It turns out the secret to health and longevity isn’t that complicated: Run if you can, walk if you can’t. Also more is better than less, and faster is better than slower. Those are the ineluctable conclusions of the world’s longest-running study on the health benefits of running and walking—a tracking of 160,000 runners and walkers that is also debunking some conventional wisdom about fitness.
The project, launched in 1991 and led by Lawrence Berkeley National Laboratory staff scientist Paul Williams, has generated multiple papers in peer-reviewed journals, each looking at the impacts of running and walking on different threats to human health: hypertension, arteriosclerosis, brain and breast cancer, septicemia, diabetes, osteoarthritis. The results corresponded across the board: walking and running reduced mortality.
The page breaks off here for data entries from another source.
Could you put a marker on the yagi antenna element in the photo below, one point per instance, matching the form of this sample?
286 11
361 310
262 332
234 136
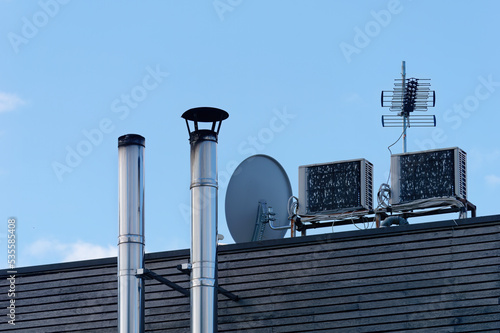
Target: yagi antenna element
409 95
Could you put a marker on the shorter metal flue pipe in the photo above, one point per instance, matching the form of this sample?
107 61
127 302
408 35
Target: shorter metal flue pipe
131 233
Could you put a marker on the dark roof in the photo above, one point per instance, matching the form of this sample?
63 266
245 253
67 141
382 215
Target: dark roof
429 277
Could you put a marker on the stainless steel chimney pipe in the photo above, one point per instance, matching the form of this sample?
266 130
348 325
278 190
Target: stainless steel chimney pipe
131 233
204 218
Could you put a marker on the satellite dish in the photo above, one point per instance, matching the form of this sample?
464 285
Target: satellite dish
258 182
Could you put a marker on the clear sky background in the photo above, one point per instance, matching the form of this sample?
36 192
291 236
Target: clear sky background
301 81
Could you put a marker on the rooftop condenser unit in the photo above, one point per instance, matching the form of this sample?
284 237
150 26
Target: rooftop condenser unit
439 173
336 187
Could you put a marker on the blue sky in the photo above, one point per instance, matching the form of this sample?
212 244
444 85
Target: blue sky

But that theory that walking is superior to running because it’s easier on the joints? Apparently not.
“The comparison between a car and the human body is often used,” says Williams, “the argument being that the parts on a car wear out with use, and so do some parts of the body, particularly the joints. We found that simply isn’t true. The body responds to exercise positively, and compensates for the demands put on it. For example, cartilage can increase in joints that are strenuously exercised.”
The power of Williams’ study lies not just in the length of time it covers, or the impressive size of the subject cohort. “The fact that it’s a very large study conducted over a long period of time is certainly a strength,” Williams says. “But it also focuses on specific types of exercises that are very easy to quantify—mainly, how many miles are run or walked. That gives us a clear sense (of cause-and-effect) for each of the health risks we’re assessing.”
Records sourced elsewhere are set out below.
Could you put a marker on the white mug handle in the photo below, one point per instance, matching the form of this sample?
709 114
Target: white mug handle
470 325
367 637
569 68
Both running and walking yield about the same degree of benefit (assuming the same number of miles are covered), with one exception—an exception particularly germane to anyone negotiating the cholesterol-laden holidays.
“Running was clearly superior to walking for weight control,” says Williams. Running jacks up the metabolic rate to a greater degree than walking, so more calories are burned post-exercise. All males, whether overweight or not, and overweight females showed the most weight-loss benefit from running.
What about the argument that genes figure heavily into the obesity problem? That seems true only to a degree—and running still trumps DNA. “There have been studies on identical twins that involved one running and the other remaining sedentary,” says Williams. “At the end of the study, they had very different BMIs (Body Mass Indices). The one who didn’t run was heavier. In other words, the genetic component, the genetic regulation of weight, was thrown off.”
Williams’ study is by no means concluded. It’s kind of like the Up movie series, which has been tracking a group of Britons over the past several decades, from childhood to—at this point—late middle age. “There is some suggestion that the benefits of running and walking translate well into old age,” he explains, “reducing general mortality, reducing the risk of dementia and Alzheimer ’s disease, and extending the period of independent living.”
So does Williams take the results of his own study to heart?
“Oh, yeah,” he says. “I try to run at least 35 miles a week.”